Die wundersame Gasse

Die wundersame GasseEin besonderes Kinderbuch hat seinen direkten Weg mithilfe der Autorin selbst zu uns ins Bergdorf im Mühlviertel gefunden. Eine am Dachfirst dahinbalancierende Frau, eine am Dach wandelnde Katze und fliegende Samen vom verblühenden Löwenzahn ziehen auf die Titelseite die Blicke an. Eine bunte Häuserzeile ist der Ort des Geschehens. Andrea Krakora und Stefanie Pichler erschaffen hier einen vielfältigen Flecken Erde.

„Die Häuser dort sind alle ziemlich bunt. Die Bewohner auch. Sie sind bunt und nicht mehr ganz jung. Die Häuser und die Bewohner passen gut zusammen.“ Unseren Enkelkindern (6, 5, 2) gefallen die Geschichten mit dieser „toleranten und auf Vielfalt gründenden Grundtonalität.“ Nicht nur ihnen. Spannende Charaktere gehen Seite um Seite durch die Gasse, prägen diesen Ort mit ihren Eigenarten und lassen eine oft lautlose und doch kribbelnde Lebendigkeit spüren, bei Tag und bei Nacht. Obwohl jede Figur eine besondere Ausgabe der Individualität ist, spannt sich ein innerer Faden der Zusammengehörigkeit, ja des Hinhörens, des achtsamen Hinschauens aufeinander bis hin zur letzten Seite. Auch wenn die Gasse eng scheint, ist das Leben dort weit und vielfältig. Es entsteht der Eindruck, dass alle „Lust aneinander“ haben und sich in dieser ritualisierten Form des Lebens mehr brauchen, als sie vielleicht ahnen. Sie leben sozusagen in der Gasse der „großen gemeinsamen Vielfalt“.

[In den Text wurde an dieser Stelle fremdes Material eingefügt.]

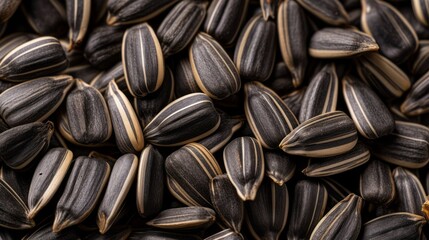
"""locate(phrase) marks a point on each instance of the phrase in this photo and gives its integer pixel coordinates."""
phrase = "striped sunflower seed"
(383, 75)
(184, 218)
(340, 43)
(279, 166)
(120, 181)
(78, 16)
(135, 11)
(170, 126)
(244, 163)
(21, 145)
(376, 183)
(268, 116)
(267, 215)
(180, 26)
(84, 187)
(256, 49)
(150, 182)
(309, 204)
(345, 213)
(89, 118)
(396, 37)
(213, 70)
(33, 100)
(371, 117)
(407, 146)
(323, 167)
(190, 171)
(143, 61)
(394, 226)
(410, 192)
(128, 133)
(38, 57)
(325, 135)
(417, 100)
(224, 20)
(47, 178)
(321, 95)
(226, 202)
(293, 35)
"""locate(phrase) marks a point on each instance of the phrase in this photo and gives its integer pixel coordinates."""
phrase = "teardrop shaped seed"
(143, 60)
(47, 178)
(120, 181)
(266, 216)
(340, 43)
(226, 202)
(370, 115)
(20, 145)
(376, 183)
(256, 49)
(170, 126)
(213, 70)
(268, 116)
(325, 135)
(84, 187)
(150, 182)
(343, 221)
(35, 100)
(244, 163)
(396, 37)
(321, 95)
(293, 35)
(88, 115)
(128, 133)
(190, 170)
(308, 207)
(39, 57)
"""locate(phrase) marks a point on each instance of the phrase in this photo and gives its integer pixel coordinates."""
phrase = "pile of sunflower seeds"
(221, 119)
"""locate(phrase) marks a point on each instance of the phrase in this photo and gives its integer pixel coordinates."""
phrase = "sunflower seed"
(267, 215)
(142, 60)
(397, 39)
(21, 144)
(394, 226)
(226, 202)
(321, 94)
(180, 26)
(213, 70)
(224, 20)
(340, 43)
(268, 116)
(135, 11)
(256, 49)
(371, 117)
(325, 135)
(47, 178)
(190, 170)
(38, 57)
(323, 167)
(410, 192)
(150, 182)
(84, 187)
(120, 181)
(348, 211)
(293, 34)
(170, 126)
(383, 75)
(308, 207)
(244, 163)
(407, 146)
(376, 183)
(128, 133)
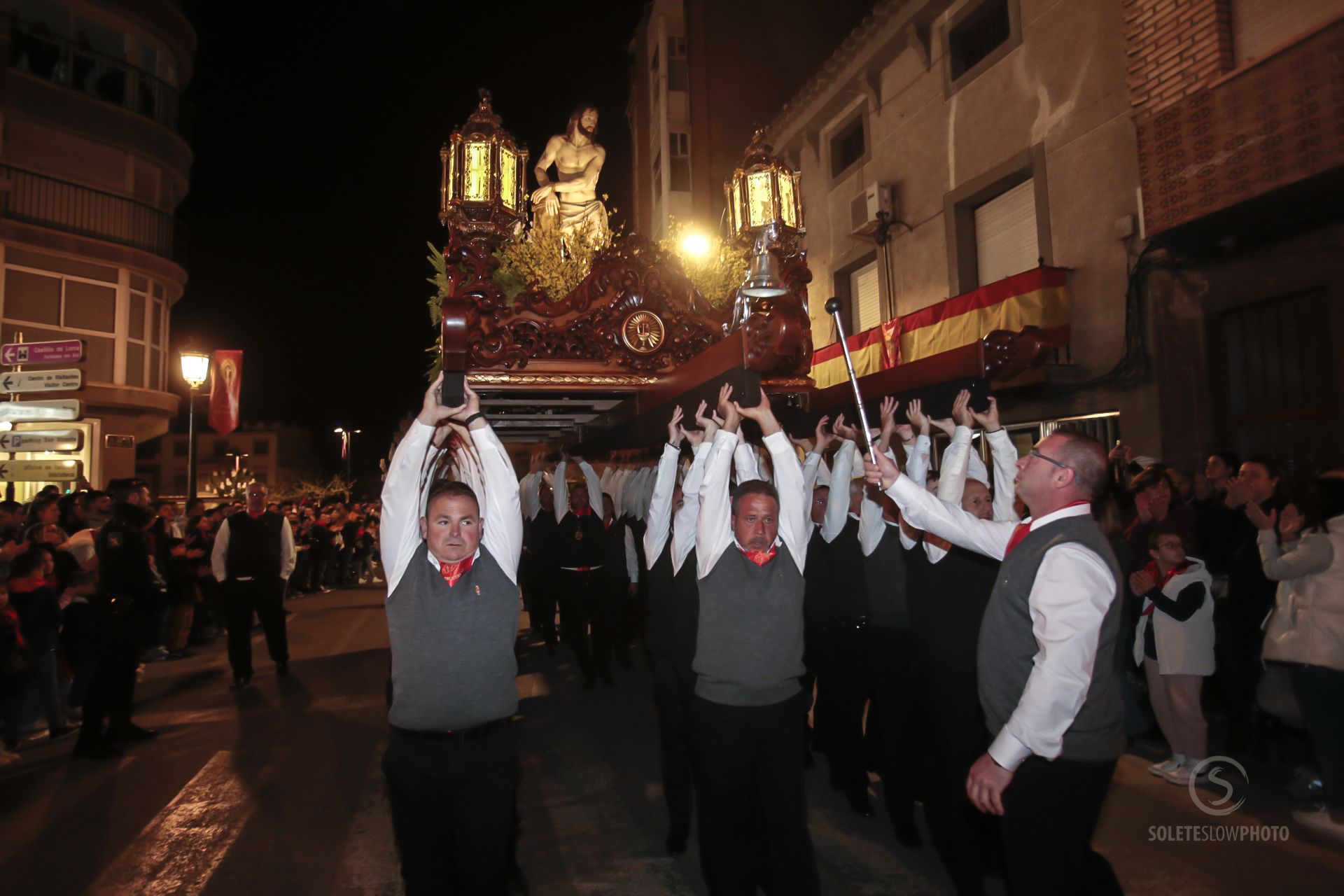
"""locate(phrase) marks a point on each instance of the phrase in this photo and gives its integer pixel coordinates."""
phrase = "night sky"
(315, 187)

Einer geht durch die Nacht

Da lebt eine Frau Elsa in einer Welt aus Watte und dort  schmettert Herr Ziegebrecht ein lautes „TÄTARÄÄTÄÄ-TATÄÄ-TATÄÄ“ so in den Morgen, dass sich alle die Haare raufen und kräftig schimpfen. Der Mann, der seine Schritte zählt, wird schon erwartet, weil ohne ihn der Tag nicht beginnen kann. Frau Rosa Schlag sitzt gerne auf der Bank und Herr Malik und Herr Trost gehen oft die Gasse gemeinsam auf und ab. Manchmal sprechen sie mit den Armen wie mit Luft-Akrobaten-Armen und der andere ist ganz Ohr. Frau Wunderlich blickt aus dem Fenster und das Haus von Frau Eleonore steht ganz am Ende der Gasse, wohin Herr Wortlos gerne kommt, sich ins Gras setzt und darüber nachdenkt, „wieso ihm oft die Worte fehlen“.  Mitten drinnen eine Seite, die die Enkelkinder wirklich spannend finden. Ein Lichtkegel fällt auf einen Mann, von dem es heißt: „Einer geht durch die Nacht. Während alle anderen schlafen.“ Er blickt, und blickt, geht auf leisen Sohlen und freut sich darüber, dass die Welt in der Nacht ganz anders aussieht. „EINER mag es, wenn er allein in der Nacht durch die anders aussehende Welt streift.“ Das mögen auch Kinder sehr bald, die Nacht erspüren und sich dem emotionalen Wechselbad der Gefühle aussetzen.